JPH03225522A - Floating point arithmetic unit - Google Patents

Abstract

PURPOSE:To decrease the number of incrementer circuits and to realize high integration by using one incrementer circuit for both a rounding process and an absolute value generating process in common. CONSTITUTION:When the exponent parts Ex and Ey of input data X and Y are so set that Ex>Ey or Ex = Ey and the arithmetic result of an arithmetic circuit 32 is plus, a critical path is in the order of the circuit 32, a selector 34, a multi-bit left shifter 35, a selector 37, the incremeter circuit 38, a 1-bit right shifter 40, and a selector 39. When Ex = Ey and the arithmetic circuit of the circuit 32 is minus, on the other hand, the path is in the order of the circuit 32, an inverter circuit 36, the selector 34, the multi-bit left shifter 35, and the selector 39. The circuit 38 which performs both the rounding process and absolute value generating process need not perform the rounding process when Ex - Ey =0 and it is not necessary to perform the rounding process and absolute value generating process, so the circuit 38 can be used in common for both the rounding process and absolute value generating process.

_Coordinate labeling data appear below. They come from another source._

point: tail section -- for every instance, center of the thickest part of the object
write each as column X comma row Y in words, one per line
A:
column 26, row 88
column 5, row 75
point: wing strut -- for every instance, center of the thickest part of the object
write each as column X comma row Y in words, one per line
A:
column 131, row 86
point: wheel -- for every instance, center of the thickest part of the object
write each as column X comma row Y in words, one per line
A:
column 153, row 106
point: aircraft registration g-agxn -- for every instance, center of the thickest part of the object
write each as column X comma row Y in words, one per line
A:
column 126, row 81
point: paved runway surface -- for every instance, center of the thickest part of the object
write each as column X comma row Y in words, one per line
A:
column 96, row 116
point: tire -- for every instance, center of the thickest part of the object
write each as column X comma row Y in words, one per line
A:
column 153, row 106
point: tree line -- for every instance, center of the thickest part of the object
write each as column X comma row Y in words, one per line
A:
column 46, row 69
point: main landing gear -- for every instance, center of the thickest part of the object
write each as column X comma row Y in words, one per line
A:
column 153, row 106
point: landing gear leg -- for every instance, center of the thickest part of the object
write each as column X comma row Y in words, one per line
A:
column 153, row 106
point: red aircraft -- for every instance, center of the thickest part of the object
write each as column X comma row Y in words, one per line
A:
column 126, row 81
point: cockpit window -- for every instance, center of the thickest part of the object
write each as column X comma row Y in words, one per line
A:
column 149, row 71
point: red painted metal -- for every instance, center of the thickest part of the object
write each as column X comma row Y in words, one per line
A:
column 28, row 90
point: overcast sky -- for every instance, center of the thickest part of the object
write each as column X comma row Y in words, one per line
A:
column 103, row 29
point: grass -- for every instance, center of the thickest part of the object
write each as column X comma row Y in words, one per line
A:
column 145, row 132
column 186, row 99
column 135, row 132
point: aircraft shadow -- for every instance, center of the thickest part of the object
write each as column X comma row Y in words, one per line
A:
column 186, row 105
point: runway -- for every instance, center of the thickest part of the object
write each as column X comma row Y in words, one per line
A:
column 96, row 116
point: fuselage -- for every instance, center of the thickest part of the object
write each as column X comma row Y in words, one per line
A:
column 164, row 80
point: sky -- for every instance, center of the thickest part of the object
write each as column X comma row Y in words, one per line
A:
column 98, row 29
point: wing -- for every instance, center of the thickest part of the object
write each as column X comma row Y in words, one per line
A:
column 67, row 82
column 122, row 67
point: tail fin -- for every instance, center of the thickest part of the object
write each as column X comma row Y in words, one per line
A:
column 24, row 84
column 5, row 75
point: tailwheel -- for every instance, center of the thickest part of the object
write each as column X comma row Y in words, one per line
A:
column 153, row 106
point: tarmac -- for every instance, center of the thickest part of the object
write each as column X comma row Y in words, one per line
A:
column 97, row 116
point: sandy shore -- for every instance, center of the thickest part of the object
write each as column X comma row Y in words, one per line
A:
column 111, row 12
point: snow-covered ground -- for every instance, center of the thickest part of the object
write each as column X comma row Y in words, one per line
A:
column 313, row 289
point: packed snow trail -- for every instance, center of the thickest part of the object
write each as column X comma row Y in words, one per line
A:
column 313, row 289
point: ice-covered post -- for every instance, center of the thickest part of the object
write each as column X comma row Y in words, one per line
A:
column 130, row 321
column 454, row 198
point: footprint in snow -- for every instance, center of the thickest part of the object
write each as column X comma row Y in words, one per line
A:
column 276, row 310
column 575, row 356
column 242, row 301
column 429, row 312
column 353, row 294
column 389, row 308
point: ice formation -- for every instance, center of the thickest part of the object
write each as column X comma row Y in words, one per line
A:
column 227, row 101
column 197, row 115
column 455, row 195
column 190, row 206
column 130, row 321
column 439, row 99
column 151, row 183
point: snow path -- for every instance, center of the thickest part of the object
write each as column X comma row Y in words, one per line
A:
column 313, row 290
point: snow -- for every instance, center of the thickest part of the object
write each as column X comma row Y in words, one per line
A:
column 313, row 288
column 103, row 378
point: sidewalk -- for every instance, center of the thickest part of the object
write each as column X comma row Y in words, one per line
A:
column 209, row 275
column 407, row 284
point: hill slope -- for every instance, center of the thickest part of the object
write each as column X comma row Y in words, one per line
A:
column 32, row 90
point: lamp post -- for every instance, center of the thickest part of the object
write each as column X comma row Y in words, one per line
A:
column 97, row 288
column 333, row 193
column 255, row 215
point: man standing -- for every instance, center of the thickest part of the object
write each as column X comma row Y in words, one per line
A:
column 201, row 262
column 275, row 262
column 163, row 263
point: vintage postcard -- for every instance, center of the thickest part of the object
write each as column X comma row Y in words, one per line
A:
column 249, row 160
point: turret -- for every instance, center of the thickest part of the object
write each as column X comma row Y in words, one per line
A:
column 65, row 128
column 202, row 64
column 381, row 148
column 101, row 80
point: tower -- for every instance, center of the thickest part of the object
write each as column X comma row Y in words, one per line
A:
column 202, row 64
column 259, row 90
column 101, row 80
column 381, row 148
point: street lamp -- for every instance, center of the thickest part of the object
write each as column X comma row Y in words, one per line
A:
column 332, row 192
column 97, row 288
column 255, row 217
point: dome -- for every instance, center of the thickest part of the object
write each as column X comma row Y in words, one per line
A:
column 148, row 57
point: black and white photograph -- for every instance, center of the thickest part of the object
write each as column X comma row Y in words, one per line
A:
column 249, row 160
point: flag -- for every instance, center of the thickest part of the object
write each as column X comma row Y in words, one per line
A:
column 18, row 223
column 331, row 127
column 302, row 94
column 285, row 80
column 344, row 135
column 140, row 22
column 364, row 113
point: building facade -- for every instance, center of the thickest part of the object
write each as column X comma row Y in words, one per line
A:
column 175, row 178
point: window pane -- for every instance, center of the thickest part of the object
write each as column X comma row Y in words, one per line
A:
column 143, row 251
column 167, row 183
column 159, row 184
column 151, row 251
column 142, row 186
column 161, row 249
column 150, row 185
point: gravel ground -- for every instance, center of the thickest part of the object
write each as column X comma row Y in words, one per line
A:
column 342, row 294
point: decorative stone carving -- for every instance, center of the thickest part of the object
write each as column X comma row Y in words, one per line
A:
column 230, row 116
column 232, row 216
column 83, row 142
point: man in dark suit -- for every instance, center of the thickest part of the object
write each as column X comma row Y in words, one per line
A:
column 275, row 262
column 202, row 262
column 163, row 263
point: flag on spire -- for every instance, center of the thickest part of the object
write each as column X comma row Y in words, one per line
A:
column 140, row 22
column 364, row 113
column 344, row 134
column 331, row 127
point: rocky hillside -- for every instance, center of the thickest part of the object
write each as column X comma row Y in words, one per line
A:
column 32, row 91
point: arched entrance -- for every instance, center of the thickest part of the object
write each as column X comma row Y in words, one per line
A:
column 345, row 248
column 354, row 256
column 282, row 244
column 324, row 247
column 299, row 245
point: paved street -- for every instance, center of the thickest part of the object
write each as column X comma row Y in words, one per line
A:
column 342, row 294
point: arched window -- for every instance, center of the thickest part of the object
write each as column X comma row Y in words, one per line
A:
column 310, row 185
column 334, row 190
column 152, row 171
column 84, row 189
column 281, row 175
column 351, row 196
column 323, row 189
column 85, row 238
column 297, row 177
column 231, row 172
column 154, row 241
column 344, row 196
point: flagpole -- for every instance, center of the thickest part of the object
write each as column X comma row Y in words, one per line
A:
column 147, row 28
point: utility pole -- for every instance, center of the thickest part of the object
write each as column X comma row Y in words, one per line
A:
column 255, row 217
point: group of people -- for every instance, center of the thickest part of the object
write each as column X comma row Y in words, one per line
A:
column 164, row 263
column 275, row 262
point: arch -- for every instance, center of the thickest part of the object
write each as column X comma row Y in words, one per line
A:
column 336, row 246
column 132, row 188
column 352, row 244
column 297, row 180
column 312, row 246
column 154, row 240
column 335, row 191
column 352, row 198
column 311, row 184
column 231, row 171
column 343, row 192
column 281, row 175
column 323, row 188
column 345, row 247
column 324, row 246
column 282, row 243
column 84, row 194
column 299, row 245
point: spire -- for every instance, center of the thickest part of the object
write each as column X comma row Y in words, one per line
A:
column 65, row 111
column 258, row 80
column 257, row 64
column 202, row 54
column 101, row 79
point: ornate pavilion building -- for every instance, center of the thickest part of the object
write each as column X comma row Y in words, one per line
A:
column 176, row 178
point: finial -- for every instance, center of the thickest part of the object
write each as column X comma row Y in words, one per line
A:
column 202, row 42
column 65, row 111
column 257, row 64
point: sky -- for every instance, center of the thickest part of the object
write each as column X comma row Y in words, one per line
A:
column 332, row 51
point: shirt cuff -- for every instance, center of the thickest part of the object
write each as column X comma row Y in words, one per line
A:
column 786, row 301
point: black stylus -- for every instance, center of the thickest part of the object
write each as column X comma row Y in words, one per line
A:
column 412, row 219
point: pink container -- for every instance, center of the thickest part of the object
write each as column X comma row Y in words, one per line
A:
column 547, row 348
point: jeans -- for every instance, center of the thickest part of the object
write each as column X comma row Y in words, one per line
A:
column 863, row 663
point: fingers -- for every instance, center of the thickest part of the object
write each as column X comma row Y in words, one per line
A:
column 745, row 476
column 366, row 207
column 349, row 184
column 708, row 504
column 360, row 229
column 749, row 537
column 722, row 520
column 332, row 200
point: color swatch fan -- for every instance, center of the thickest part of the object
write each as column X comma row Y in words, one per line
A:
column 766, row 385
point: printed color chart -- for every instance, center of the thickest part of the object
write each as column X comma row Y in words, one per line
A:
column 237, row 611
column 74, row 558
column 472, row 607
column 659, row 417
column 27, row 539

Consequent ly, one incrementer circuit can be omitted and the high integration becomes possible.

Description

[Detailed Description of the Invention] [Summary] Regarding a floating point arithmetic unit that adds and subtracts numbers in floating point notation, one incrementer circuit can be shared for rounding processing and absolute value processing, and the number of incrementer circuits can be reduced. The purpose is to provide a floating-point arithmetic unit that is suitable for integration and has a digit-alignment circuit that aligns the mantissas of two numbers in floating-point format, and adds or subtracts the digit-aligned mantissas. a signal generation circuit that generates a first instruction signal when the operation result of the addition and subtraction circuit is a positive value, and generates a second instruction signal when the operation result is a negative value;
a first selection circuit that can take either a first selection state that selects the output of the addition/subtraction circuit or a second selection state that selects the output of the second processing circuit; and a first selection circuit that normalizes the output of the first selection circuit. a processing circuit, an inversion circuit that inverts the polarity of the output of the addition/subtraction circuit, and a second selection that can take either a first selection state that selects the output of the first processing circuit or a second selection state that selects the output of the inversion circuit. a second processing circuit that rounds or converts the output of the second selection circuit into an absolute value; and a first selection state that selects the output of the second processing circuit or a second selection state that selects the output of the first processing circuit. and a third selection circuit capable of taking any of the following, each selection circuit taking the first selection state in response to the first instruction signal and taking the second selection state in response to the second instruction signal. Constructed as a characteristic.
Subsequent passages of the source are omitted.